Using Hydrograph Recession Analysis for Linking Hydrology to Chemistry: A Flow Regime Approach

Hydrograph recession analysis is of great utility for the interpretation of water quality data, particularly when examining the hydrological processes responsible for runoff generation and impacts of changing land use on water quality. The theoretical basis for hydrograph recession analysis is well known, however the technique has traditionally been under-utilized for studies in which water quality is linked to runoff. Here, a 3-step approach is outlined for such investigations. First, long-term flow recessions are compiled in order to construct a Master Recession Curve (MRC) at a particular point of discharge (e.g., a stream reach, spring, or weir), taking any major seasonal effects into account. Second, the MRC is subsequently divided into flow regimes (from peak flow to baseflow) based upon changes in the recession coefficients that arise from the hydrograph recession analysis. Finally, observed chemical data that fall within the identified flow regimes are statistically described and reduced through principle components analysis (PCA) or other means, allowing for more focused interpretation of water quality variability and prediction according to flow conditions. Characterization of the flow regimes is the crucial link between discharge and water quality for it grants the hydrologist the ability to look for patterns and trends within a reduced set of flow-dependent water quality variables.
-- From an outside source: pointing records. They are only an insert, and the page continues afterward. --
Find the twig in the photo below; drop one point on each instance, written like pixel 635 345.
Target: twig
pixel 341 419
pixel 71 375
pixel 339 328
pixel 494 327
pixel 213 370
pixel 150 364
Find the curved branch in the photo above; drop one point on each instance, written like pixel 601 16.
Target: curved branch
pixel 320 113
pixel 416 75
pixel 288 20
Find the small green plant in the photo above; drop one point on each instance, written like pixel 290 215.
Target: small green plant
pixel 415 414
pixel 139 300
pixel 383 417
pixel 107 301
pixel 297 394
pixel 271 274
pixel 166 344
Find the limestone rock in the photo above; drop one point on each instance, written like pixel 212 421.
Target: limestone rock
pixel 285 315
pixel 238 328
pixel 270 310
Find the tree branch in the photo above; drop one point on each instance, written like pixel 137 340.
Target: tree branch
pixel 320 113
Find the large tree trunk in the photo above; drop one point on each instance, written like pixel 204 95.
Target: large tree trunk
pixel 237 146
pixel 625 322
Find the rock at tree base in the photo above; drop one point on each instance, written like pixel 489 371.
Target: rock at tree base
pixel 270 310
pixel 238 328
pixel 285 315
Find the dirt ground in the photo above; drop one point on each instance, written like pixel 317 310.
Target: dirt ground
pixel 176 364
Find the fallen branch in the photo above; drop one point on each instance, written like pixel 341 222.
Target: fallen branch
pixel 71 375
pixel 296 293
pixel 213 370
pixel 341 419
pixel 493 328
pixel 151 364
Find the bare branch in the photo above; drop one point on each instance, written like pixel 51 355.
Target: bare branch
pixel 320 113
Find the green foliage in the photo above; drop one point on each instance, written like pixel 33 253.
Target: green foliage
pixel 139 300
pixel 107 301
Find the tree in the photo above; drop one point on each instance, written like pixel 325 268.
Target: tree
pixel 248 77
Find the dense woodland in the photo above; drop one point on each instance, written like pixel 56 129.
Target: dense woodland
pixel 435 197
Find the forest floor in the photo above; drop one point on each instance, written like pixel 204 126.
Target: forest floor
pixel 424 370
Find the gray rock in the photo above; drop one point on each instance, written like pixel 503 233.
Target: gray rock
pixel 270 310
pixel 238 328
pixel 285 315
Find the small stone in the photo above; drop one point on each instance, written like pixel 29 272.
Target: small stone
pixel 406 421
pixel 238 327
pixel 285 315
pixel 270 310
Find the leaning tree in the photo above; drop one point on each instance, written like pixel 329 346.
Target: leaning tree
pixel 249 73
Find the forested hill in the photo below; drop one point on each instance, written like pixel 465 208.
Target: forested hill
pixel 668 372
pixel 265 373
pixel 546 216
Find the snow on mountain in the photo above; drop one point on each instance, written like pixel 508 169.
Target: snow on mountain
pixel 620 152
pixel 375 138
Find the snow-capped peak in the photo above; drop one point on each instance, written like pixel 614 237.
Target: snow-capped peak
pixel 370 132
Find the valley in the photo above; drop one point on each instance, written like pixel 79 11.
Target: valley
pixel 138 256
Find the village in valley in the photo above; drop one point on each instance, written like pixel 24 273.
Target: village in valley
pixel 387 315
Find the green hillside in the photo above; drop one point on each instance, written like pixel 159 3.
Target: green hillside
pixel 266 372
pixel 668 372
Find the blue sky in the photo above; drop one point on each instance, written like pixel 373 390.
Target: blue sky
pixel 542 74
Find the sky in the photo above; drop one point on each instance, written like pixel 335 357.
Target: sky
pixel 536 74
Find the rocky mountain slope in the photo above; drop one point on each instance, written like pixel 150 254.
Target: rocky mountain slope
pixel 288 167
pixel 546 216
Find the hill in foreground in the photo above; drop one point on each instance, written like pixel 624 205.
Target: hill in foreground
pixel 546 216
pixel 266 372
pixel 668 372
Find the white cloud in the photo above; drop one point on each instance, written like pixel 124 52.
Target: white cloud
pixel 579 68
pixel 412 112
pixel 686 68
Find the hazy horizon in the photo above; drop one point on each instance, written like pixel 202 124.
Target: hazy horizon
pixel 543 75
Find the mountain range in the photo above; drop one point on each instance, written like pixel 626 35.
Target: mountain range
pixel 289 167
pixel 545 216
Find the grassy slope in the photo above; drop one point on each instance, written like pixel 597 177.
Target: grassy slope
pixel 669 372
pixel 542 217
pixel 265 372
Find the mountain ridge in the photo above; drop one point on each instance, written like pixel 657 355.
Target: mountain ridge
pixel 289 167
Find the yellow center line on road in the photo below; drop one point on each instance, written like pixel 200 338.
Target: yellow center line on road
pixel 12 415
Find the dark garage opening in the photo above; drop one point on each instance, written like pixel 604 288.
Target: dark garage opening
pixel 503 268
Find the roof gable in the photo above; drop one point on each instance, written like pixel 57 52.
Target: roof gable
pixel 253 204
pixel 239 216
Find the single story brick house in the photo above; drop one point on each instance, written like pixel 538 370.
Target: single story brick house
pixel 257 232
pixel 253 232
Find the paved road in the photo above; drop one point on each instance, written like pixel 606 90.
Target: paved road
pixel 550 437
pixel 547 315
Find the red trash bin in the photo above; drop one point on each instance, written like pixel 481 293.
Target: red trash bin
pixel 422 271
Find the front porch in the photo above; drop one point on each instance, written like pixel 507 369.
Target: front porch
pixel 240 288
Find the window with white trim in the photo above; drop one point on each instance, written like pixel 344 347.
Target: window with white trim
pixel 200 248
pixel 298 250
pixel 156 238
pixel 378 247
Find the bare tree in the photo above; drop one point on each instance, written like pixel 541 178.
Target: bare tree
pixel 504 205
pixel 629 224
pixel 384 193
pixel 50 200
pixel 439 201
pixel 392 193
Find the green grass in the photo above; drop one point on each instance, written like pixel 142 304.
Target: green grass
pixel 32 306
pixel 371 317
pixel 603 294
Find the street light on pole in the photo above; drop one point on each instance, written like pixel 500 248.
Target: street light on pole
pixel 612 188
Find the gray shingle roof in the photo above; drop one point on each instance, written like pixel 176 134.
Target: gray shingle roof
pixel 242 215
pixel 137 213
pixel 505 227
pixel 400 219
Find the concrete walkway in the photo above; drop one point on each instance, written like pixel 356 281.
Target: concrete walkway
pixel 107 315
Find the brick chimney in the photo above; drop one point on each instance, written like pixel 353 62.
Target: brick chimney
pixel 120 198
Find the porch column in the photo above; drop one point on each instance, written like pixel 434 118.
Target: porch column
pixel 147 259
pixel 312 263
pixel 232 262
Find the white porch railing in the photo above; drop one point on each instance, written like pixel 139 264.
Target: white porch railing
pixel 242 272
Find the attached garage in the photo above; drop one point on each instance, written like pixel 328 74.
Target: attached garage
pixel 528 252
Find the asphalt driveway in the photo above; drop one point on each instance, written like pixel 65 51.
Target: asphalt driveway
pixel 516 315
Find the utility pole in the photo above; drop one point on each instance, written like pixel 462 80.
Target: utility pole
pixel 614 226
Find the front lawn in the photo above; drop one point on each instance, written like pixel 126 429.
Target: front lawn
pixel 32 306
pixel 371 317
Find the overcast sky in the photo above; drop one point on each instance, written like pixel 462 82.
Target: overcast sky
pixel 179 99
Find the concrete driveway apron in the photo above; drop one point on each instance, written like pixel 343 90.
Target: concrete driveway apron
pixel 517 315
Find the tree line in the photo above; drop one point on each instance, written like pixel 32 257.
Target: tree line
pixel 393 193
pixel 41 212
In conjunction with an end-member mixing model that utilizes solute and isotope tracer data, hydrograph separation and end-member mixing analysis (EMMA) can be performed individually on the identified flow regimes. This approach can provide quantitative information about contributions to discharge derived from chemically distinct water sources in accordance with the flow regimes of the system. Examples from a forested headwater watershed and spring flow from a karst region are presented.